As these urban centers continue to grow, they serve as a local snapshot of today’s most pressing challenges, from intense climate hazards to the current COVID-19 pandemic. Yet at the same time, unencumbered by national politics, cities demonstrate the necessary role of global collaboration in mitigating risks and building resilience through city-to-city diplomacy.
Cities Tackle Global Issues
Unlike leadership on the national level, city leadership sees the direct impact transnational issues have on citizens. As subnational actors, cities can bypass federal partisan politics and international tensions to collaborate with other cities around the world to implement policies that meet the needs of their constituents now, while also preparing for the future. Cities leverage global engagement to benefit their local communities through economic investment, public diplomacy initiatives, private-and-public partnerships, humanitarian action, and information and resource sharing.
The most impressive outcome of city-to-city diplomacy is the increasing global leadership cities are taking on issues where national coordination has been insufficient. City networks allow local leadership to share information, advocate, and make agreements on a variety of issues such as capacity-building and resiliency (100 Resilient Cities), immigration and refugee resettlement (Mayors Migration Council), and anti-extremism (Strong City Network).
Through these networks, cities are leading the way in climate action. Recognizing their outsized energy consumption and emissions, C40 Cities is an international network of megacities committed to meeting the demands of the Paris Agreement. C40 Cities represent more than 700 million people and a quarter of the global economy, making their commitment to action necessary for combatting climate change. In a 2019 report, C40 Cities announced that 53 members peaked or were expected to peak emissions by the end of 2020, and through their collaboration, will prevent at least 1.9 gigatons of greenhouse gas emissions (or five times that of the United Kingdom’s annual emissions) between 2020 and 2030.
In addition, city networks are flexible enough to respond to emerging crises, such as the COVID-19 pandemic. Cities for Global Health launched to improve cities’ cooperation during the crisis and look ahead towards post-pandemic recovery and transformation. Ordinarily partnered for cultural, education, information, and trade exchanges, sister cities have adapted to provide humanitarian assistance and guidance during the pandemic.
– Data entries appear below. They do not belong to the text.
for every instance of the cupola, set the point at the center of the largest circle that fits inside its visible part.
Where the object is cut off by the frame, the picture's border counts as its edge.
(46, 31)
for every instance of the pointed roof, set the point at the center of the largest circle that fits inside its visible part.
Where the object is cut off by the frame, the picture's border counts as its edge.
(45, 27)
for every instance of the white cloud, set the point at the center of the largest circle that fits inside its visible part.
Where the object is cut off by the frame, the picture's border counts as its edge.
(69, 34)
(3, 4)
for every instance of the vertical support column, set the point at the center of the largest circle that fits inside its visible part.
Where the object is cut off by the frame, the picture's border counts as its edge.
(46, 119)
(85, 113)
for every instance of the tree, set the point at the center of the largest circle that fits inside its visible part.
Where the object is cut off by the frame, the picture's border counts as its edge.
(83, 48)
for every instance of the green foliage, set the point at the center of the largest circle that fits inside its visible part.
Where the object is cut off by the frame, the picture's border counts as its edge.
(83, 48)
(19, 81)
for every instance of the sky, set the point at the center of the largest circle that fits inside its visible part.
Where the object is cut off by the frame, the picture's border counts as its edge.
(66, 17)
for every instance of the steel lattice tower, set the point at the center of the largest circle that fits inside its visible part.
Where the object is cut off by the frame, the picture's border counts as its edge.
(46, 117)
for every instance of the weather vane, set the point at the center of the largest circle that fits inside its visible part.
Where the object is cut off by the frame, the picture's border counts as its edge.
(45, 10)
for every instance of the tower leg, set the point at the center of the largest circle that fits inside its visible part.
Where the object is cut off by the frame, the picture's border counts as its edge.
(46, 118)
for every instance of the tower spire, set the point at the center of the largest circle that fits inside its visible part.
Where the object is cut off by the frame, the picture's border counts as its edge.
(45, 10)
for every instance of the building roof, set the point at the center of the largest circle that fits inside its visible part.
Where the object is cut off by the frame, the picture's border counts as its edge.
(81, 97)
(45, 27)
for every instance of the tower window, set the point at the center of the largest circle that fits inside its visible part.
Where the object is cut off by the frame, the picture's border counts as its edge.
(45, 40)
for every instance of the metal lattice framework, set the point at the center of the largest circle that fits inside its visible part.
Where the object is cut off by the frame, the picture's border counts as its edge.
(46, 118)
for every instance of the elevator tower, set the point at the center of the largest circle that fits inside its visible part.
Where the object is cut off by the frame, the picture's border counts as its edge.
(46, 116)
Looking Ahead: Empowering City Diplomacy
City networks have proved they are not only willing to come together to collaborate for practical solutions with an eye towards the future, but that they can take definitive action and deliver tangible results. As global challenges impact local needs, city diplomacy offers a path towards a more collaborative and resilient future. As such, the U.S. should empower city networks through capacity building and resource sharing.
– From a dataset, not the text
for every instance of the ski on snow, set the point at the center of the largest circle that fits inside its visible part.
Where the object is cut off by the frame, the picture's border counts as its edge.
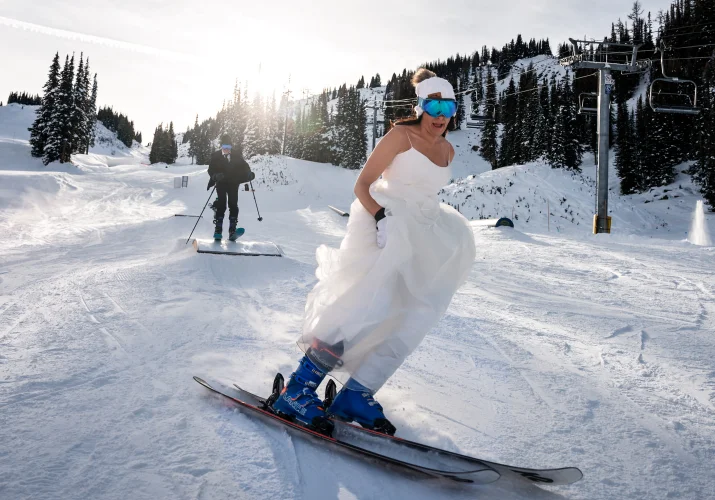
(399, 452)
Despite their global influence, many cities lack the resources, expertise, and capacity to fully engage in the city diplomacy necessary to benefit their local communities. Only Los Angeles, Atlanta, and New York have created specific offices for conducting city diplomacy and current federal leadership for city and state international engagement is limited in scope. This fragmented approach can be elevated through federal partnerships. Programs should offer municipalities staff training and recruiting, foreign policy guidance, access to expertise, and program funding. Creating a centralized guiding framework for cities and states engaging with international actors, such as through the proposed Office of Subnational Diplomacy within the Department of State, will allow the U.S. to leverage city networks to their full potential.
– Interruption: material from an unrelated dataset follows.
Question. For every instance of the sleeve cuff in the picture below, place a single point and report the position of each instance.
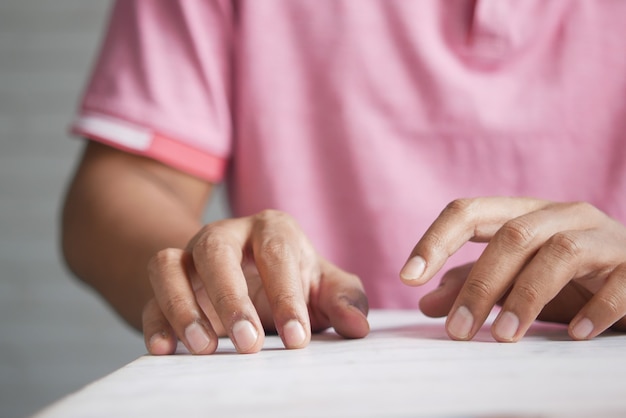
(144, 141)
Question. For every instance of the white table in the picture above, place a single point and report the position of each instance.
(406, 367)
As the Biden administration looks towards reinvigorating U.S. leadership on the global stage, investing in city diplomacy can improve the U.S. national image and soft power abroad while also bringing the benefits of global partnerships directly to citizens through local initiatives. More importantly, it allows cities to pool experience and knowledge for a grassroots approach to remaining adaptable and resilient in the face of emerging threats.